Hybrid parallel processing is a combination of distributed-memory parallel (DMP) and shared-memory
parallel (SMP). With hybrid parallel, all processes are run in parallel with the
number of processes specified by the -np
command line option, like DMP.
However, hybrid parallel differs from DMP because all processes (master and worker) in the
solution phase can have multiple threads per process, specified by the -nt
command line option.
Enabling multiple threads per process during solution, hybrid parallel offers the following performance improvements:
- Reduced memory usage
With hybrid parallel, all computations during solution (including stiffness generation, linear equation solving, and results calculations) are performed in parallel with the ability to use multiple threads per MPI process. Since using more SMP threads does not significantly increase memory use, hybrid parallel reduces memory usage by using less MPI processes per compute node compared to DMP.

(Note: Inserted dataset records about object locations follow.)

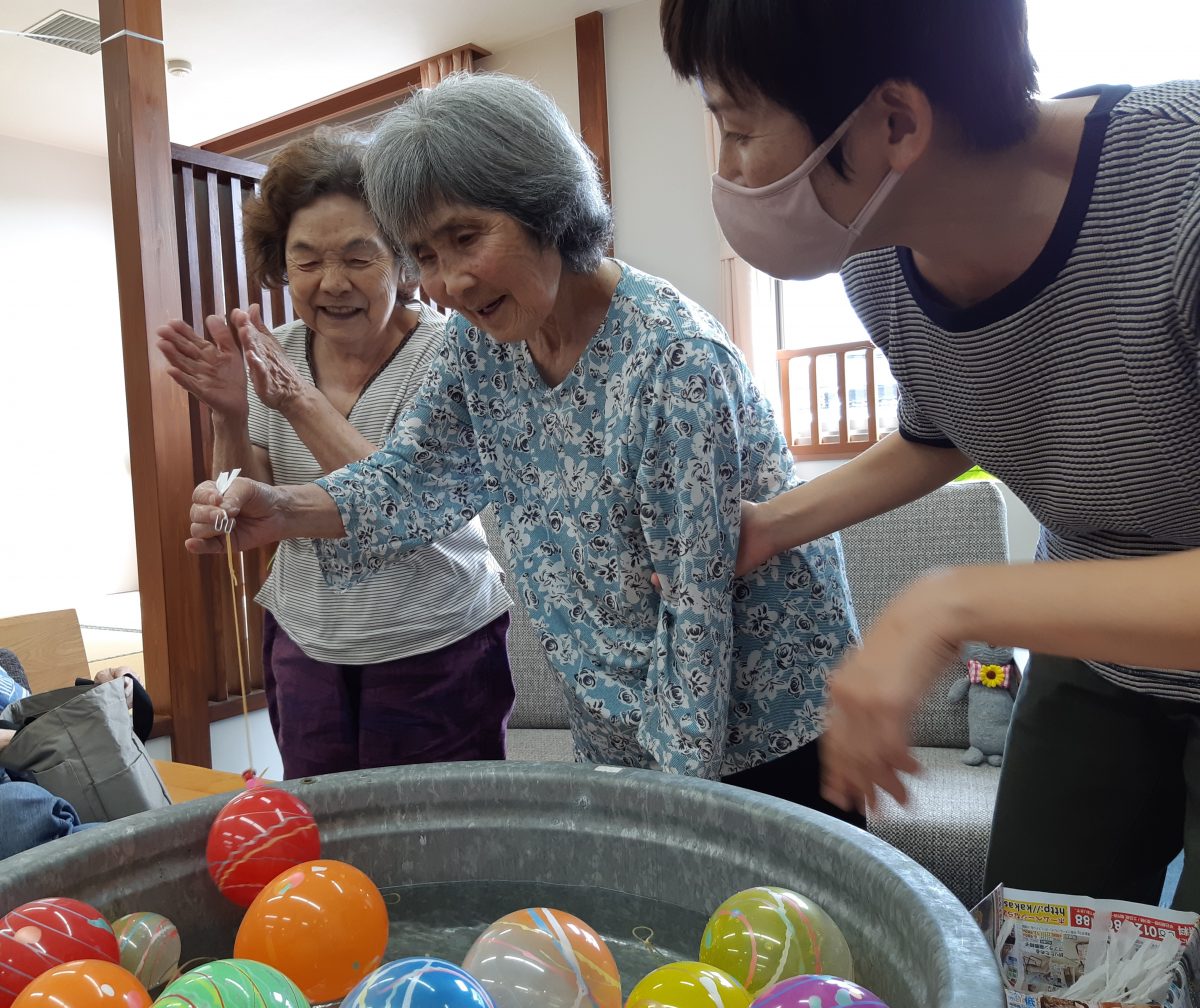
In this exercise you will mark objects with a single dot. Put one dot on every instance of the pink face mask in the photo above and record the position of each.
(783, 229)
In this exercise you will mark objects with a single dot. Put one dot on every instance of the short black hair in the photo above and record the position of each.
(821, 59)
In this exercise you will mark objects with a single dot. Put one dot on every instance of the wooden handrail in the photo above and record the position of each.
(843, 442)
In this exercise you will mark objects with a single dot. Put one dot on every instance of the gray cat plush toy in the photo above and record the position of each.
(990, 689)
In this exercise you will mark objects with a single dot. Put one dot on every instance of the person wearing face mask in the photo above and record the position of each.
(1031, 269)
(616, 431)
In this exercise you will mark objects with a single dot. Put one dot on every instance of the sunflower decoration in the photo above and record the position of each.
(990, 675)
(993, 676)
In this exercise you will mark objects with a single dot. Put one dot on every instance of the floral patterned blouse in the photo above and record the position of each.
(635, 463)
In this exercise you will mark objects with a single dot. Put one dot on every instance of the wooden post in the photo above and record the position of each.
(174, 610)
(593, 90)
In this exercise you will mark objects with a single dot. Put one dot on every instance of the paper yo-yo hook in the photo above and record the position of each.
(223, 523)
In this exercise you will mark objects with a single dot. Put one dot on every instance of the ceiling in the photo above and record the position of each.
(251, 60)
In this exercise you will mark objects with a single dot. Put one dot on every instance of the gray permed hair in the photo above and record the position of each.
(495, 142)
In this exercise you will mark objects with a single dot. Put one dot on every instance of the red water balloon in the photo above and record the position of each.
(259, 833)
(42, 934)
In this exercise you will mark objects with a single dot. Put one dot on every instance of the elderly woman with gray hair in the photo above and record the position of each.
(615, 429)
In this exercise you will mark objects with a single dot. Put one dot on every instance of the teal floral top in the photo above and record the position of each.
(636, 462)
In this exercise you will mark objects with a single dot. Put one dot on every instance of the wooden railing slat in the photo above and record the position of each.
(843, 447)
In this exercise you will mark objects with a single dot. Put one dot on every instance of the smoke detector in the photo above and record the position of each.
(69, 31)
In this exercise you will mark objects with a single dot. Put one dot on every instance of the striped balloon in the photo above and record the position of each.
(817, 993)
(419, 983)
(42, 934)
(544, 957)
(232, 983)
(149, 946)
(765, 935)
(688, 985)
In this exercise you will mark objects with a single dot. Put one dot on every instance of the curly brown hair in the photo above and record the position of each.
(323, 163)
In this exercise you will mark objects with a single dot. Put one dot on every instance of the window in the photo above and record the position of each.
(833, 390)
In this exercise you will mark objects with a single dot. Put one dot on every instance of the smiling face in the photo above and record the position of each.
(486, 267)
(341, 273)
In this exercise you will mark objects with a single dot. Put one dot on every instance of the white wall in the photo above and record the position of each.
(660, 180)
(549, 63)
(228, 741)
(660, 175)
(66, 508)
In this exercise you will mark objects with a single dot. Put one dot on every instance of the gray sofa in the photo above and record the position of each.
(948, 820)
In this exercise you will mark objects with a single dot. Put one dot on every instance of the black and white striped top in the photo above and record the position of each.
(418, 603)
(1078, 384)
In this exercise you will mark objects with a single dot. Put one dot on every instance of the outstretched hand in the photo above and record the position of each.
(211, 370)
(276, 379)
(875, 691)
(255, 508)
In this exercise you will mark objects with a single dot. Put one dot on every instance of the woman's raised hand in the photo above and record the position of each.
(211, 370)
(276, 379)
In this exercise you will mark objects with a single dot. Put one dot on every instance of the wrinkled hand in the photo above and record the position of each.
(755, 544)
(276, 379)
(875, 691)
(255, 505)
(211, 370)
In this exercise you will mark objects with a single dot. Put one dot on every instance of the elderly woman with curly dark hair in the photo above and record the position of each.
(615, 429)
(413, 665)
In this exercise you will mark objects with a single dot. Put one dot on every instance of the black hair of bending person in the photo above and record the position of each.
(820, 59)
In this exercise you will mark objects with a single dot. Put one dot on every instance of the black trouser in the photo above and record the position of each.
(796, 778)
(1099, 790)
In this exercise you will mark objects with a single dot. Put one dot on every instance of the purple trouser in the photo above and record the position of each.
(443, 706)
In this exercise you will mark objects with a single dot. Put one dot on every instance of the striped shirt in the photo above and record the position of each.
(1079, 383)
(421, 603)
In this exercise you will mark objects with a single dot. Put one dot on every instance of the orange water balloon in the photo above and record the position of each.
(84, 983)
(323, 924)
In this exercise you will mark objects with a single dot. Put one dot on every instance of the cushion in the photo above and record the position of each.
(540, 745)
(947, 822)
(958, 523)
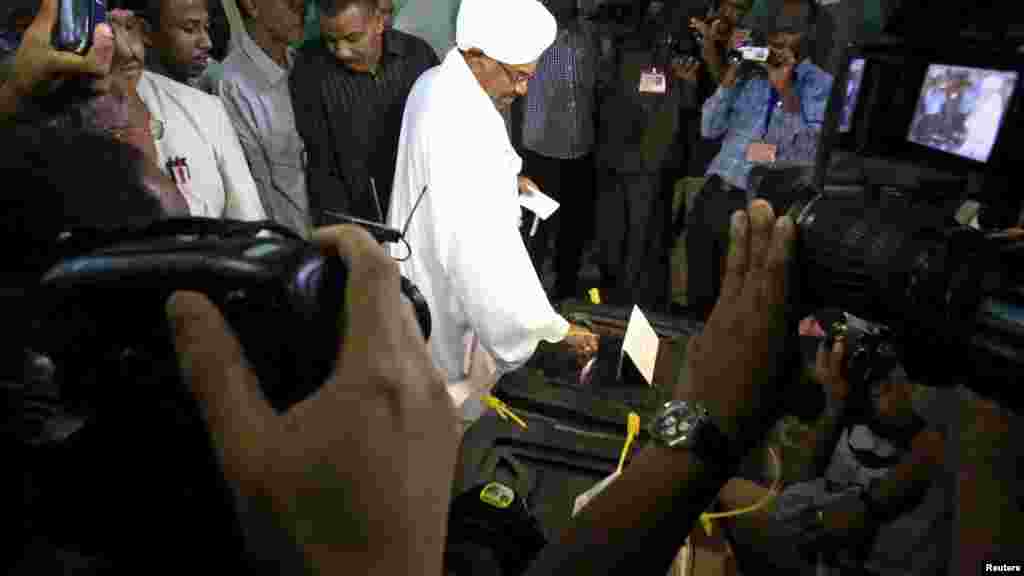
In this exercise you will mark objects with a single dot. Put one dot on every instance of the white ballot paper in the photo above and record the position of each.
(539, 203)
(640, 344)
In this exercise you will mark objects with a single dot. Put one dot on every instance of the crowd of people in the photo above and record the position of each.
(369, 122)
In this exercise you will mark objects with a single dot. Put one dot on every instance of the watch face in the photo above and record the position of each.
(677, 424)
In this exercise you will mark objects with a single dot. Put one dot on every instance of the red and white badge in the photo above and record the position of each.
(652, 82)
(761, 153)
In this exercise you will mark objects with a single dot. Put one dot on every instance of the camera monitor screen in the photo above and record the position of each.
(961, 110)
(852, 91)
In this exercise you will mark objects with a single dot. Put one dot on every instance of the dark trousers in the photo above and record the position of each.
(634, 214)
(570, 182)
(707, 241)
(708, 232)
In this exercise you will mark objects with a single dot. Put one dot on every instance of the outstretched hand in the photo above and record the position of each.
(733, 363)
(38, 64)
(363, 467)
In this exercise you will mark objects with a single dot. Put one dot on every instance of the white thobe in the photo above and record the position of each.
(982, 128)
(467, 255)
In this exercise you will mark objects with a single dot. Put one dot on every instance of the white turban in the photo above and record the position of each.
(512, 32)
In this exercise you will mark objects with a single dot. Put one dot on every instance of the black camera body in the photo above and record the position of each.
(102, 305)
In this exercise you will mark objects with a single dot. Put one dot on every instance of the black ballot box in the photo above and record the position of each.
(572, 439)
(554, 376)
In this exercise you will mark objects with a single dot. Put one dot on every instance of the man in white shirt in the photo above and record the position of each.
(179, 42)
(983, 124)
(467, 255)
(184, 131)
(255, 92)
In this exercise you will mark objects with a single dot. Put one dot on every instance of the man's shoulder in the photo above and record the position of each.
(195, 101)
(233, 64)
(414, 46)
(178, 90)
(814, 73)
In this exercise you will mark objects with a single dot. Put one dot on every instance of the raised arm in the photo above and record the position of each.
(638, 524)
(37, 63)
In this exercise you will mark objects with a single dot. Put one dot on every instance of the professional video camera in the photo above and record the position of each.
(950, 296)
(102, 303)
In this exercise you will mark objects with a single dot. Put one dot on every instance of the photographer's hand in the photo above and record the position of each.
(828, 373)
(730, 76)
(37, 63)
(780, 66)
(360, 472)
(740, 388)
(686, 72)
(634, 524)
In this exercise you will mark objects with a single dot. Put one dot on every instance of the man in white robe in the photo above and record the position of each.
(467, 255)
(983, 124)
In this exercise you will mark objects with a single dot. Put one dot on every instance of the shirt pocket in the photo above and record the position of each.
(287, 162)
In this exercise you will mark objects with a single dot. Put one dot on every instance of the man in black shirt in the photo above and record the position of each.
(349, 91)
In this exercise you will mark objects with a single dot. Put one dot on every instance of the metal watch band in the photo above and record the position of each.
(701, 437)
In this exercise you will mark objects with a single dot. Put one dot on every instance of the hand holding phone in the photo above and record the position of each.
(77, 21)
(38, 63)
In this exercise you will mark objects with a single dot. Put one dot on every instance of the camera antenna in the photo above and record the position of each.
(404, 229)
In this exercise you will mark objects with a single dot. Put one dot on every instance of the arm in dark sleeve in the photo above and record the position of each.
(310, 120)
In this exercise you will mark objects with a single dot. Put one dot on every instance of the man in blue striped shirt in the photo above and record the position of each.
(558, 137)
(771, 117)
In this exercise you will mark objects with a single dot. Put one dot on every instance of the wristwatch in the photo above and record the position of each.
(687, 425)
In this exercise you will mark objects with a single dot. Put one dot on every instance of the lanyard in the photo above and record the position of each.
(772, 103)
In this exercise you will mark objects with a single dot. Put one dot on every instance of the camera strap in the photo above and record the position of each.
(773, 100)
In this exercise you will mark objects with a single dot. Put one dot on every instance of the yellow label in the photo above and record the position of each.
(498, 495)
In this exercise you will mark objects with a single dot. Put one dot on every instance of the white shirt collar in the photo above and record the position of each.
(273, 72)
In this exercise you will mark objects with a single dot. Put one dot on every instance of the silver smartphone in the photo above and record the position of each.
(76, 22)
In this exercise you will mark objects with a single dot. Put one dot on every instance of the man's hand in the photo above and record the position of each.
(37, 64)
(715, 30)
(730, 76)
(360, 472)
(780, 65)
(732, 363)
(583, 343)
(686, 72)
(842, 524)
(828, 373)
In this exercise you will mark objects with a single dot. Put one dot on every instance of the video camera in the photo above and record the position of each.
(949, 296)
(101, 305)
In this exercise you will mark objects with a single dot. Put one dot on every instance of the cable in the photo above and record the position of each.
(772, 493)
(409, 250)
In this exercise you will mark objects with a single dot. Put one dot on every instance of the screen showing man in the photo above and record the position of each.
(852, 92)
(961, 110)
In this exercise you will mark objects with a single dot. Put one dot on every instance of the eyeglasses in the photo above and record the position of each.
(516, 78)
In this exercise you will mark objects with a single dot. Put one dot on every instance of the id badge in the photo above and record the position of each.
(652, 82)
(761, 153)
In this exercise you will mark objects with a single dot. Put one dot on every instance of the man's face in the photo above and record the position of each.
(504, 83)
(733, 10)
(387, 12)
(355, 37)
(782, 41)
(893, 402)
(284, 19)
(129, 51)
(182, 39)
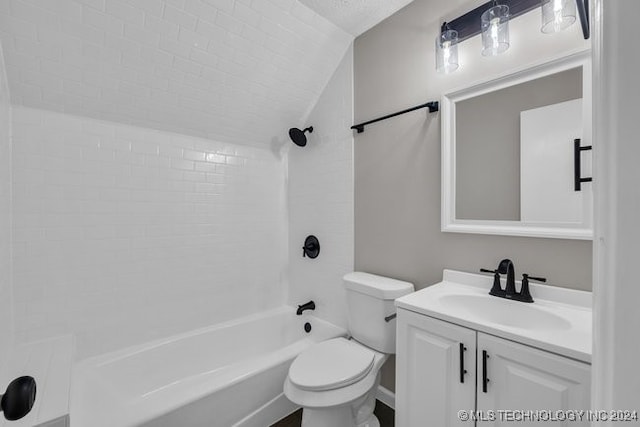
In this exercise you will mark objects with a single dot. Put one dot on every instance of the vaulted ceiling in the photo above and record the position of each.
(240, 71)
(356, 16)
(236, 70)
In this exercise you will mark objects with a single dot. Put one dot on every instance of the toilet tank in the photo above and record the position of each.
(370, 298)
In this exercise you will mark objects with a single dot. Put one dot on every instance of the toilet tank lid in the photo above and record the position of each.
(377, 286)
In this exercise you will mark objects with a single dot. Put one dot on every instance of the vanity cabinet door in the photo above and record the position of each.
(523, 378)
(429, 388)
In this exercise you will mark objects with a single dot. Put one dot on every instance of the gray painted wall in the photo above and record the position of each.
(488, 144)
(397, 162)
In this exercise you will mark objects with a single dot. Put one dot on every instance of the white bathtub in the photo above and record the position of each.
(226, 375)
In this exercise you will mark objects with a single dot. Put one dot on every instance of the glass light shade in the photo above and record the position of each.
(557, 15)
(495, 30)
(447, 51)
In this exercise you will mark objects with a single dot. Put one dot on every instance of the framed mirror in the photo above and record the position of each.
(516, 153)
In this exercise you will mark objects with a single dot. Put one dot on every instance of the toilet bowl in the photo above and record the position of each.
(336, 381)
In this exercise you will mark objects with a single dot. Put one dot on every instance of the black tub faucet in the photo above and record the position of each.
(308, 306)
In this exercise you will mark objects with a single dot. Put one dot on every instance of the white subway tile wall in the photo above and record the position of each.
(321, 200)
(240, 71)
(125, 234)
(6, 295)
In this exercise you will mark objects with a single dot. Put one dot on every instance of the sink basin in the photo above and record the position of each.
(504, 312)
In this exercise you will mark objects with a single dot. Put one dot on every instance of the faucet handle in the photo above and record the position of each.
(525, 295)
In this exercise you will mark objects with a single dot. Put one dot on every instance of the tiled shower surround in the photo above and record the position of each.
(6, 327)
(125, 234)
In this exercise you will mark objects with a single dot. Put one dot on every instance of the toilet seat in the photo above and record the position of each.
(330, 365)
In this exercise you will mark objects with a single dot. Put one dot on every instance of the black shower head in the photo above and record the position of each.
(298, 136)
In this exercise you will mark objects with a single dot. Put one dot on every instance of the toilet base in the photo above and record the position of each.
(334, 417)
(356, 414)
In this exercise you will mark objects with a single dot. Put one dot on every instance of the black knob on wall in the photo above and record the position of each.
(19, 398)
(311, 247)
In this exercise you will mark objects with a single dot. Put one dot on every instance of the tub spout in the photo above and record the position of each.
(308, 306)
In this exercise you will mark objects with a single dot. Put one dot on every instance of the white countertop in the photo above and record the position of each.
(563, 316)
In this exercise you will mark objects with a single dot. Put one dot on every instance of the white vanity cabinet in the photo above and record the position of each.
(524, 378)
(430, 389)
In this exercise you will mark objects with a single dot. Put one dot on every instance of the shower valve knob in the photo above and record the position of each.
(311, 247)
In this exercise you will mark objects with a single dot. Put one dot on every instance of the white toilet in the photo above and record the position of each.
(335, 381)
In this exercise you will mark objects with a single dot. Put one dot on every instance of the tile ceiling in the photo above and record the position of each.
(239, 71)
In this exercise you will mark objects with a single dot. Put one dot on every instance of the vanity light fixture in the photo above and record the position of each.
(447, 50)
(557, 15)
(492, 21)
(495, 30)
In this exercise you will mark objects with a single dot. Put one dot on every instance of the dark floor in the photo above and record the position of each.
(382, 411)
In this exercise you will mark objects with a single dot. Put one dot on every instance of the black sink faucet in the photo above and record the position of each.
(506, 267)
(308, 306)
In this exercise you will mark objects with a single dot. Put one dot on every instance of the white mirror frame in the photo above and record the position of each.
(449, 223)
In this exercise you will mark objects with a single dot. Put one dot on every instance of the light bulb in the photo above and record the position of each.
(447, 51)
(495, 30)
(557, 15)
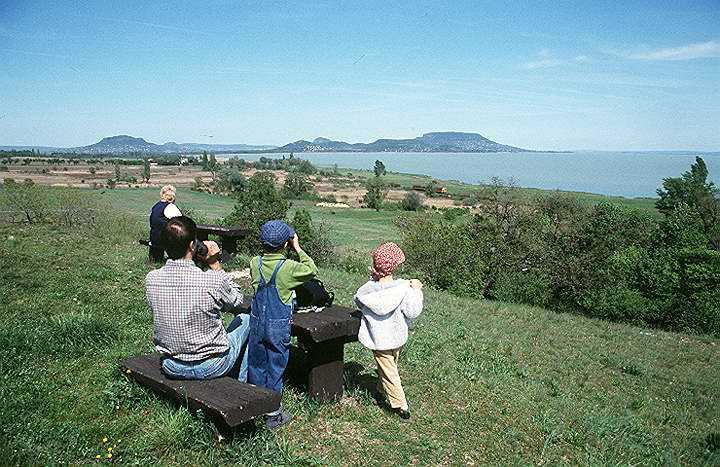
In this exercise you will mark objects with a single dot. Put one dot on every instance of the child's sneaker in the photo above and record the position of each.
(274, 422)
(404, 414)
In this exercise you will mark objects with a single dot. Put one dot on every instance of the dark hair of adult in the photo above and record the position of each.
(177, 235)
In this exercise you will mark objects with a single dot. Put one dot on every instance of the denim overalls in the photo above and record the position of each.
(269, 341)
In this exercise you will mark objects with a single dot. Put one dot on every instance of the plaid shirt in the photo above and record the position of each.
(186, 304)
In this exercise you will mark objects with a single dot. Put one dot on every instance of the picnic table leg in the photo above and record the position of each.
(325, 368)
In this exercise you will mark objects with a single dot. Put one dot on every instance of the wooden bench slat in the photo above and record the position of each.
(223, 230)
(331, 323)
(225, 400)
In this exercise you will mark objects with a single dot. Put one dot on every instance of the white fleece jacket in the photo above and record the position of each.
(388, 310)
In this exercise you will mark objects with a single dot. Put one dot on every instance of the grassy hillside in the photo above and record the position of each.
(361, 228)
(487, 382)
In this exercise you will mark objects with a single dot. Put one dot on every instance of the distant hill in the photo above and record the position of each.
(448, 141)
(123, 144)
(429, 142)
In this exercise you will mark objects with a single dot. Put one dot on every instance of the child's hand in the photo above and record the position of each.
(296, 243)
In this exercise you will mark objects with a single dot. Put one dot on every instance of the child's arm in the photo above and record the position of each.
(302, 271)
(411, 305)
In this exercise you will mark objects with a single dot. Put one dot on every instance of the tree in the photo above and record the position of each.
(379, 169)
(25, 197)
(297, 185)
(258, 202)
(212, 166)
(376, 192)
(146, 169)
(230, 180)
(412, 201)
(693, 189)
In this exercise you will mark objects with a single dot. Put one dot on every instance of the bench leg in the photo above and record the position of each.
(325, 369)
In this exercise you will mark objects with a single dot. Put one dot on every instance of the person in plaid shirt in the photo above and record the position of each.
(187, 305)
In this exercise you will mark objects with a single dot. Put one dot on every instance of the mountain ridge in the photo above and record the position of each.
(441, 141)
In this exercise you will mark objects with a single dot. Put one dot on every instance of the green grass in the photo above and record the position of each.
(487, 382)
(461, 190)
(359, 228)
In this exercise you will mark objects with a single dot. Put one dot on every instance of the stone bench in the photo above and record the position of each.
(229, 236)
(322, 336)
(226, 401)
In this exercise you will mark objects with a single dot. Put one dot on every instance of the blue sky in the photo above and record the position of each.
(546, 75)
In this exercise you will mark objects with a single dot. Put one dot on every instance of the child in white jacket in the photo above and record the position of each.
(388, 306)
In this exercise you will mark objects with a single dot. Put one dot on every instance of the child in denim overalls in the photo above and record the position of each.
(274, 276)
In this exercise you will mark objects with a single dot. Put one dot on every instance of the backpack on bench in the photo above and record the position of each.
(313, 294)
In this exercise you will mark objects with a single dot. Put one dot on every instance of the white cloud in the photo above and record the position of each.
(687, 52)
(542, 63)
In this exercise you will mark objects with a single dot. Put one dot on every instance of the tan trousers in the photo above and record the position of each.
(386, 361)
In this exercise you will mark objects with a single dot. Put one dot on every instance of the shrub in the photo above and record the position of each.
(314, 237)
(412, 201)
(230, 180)
(443, 254)
(297, 186)
(30, 200)
(376, 192)
(379, 168)
(255, 204)
(453, 214)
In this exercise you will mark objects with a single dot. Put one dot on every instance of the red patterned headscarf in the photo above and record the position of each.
(386, 258)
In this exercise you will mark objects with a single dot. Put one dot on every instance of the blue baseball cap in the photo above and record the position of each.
(275, 233)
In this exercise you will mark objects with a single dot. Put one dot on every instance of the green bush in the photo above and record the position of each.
(297, 186)
(314, 237)
(606, 261)
(258, 202)
(412, 201)
(376, 192)
(443, 254)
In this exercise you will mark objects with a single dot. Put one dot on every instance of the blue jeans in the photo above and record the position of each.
(215, 367)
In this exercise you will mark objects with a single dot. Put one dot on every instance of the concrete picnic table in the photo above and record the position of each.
(229, 235)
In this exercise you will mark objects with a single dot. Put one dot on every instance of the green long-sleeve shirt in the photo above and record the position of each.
(290, 275)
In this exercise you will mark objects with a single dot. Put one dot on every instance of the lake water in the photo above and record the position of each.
(630, 174)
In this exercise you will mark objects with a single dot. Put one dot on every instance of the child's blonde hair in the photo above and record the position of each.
(167, 193)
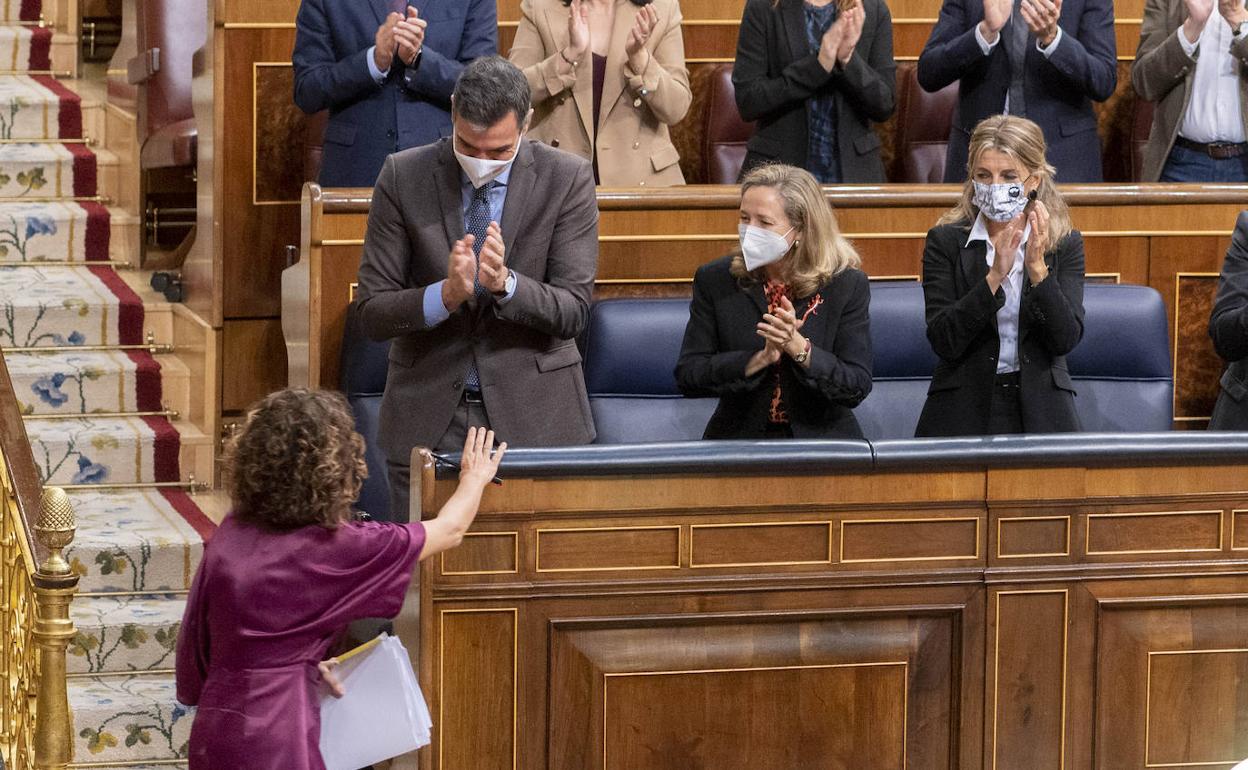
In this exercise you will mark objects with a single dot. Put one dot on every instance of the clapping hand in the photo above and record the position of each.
(996, 14)
(461, 271)
(385, 43)
(1041, 18)
(492, 272)
(643, 26)
(409, 34)
(853, 18)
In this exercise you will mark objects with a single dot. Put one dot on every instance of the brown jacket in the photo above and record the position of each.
(1163, 73)
(526, 350)
(634, 147)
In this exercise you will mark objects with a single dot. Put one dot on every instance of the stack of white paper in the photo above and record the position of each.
(382, 713)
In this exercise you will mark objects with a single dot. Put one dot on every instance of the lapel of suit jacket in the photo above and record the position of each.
(519, 192)
(583, 90)
(617, 56)
(451, 194)
(794, 19)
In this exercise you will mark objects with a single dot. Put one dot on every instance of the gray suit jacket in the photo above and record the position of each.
(1228, 327)
(1163, 73)
(526, 351)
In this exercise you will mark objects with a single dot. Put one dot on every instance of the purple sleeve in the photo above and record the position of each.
(377, 569)
(192, 643)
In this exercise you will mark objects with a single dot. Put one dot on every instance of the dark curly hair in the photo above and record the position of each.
(297, 461)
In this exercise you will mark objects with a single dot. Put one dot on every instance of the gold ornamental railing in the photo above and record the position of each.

- More effective use of available hardware
To run larger models on a fixed amount of memory with DMP, you would use less processes per compute node to increase memory and solution efficiency, but this can lead to underutilization of compute nodes in the cluster. Hybrid parallel addresses this problem to fully utilize available hardware and licenses.
- Improved scalability of large models with high element load balance ratios
Hybrid parallel can improve efficiency for large models with contact pairs that cannot be split, which reduce the overall scalability of the code at higher core counts. By using SMP to handle contact pairs, it can improve scaling for models with high element load balance ratios since it decomposes into less domains.
Depending on the details of an analysis, hybrid parallel can be faster or slower than DMP. The auto-hybrid feature has been designed based on a set of heuristics to automatically switch to hybrid parallel if the specifics of your analysis indicate it would improve performance.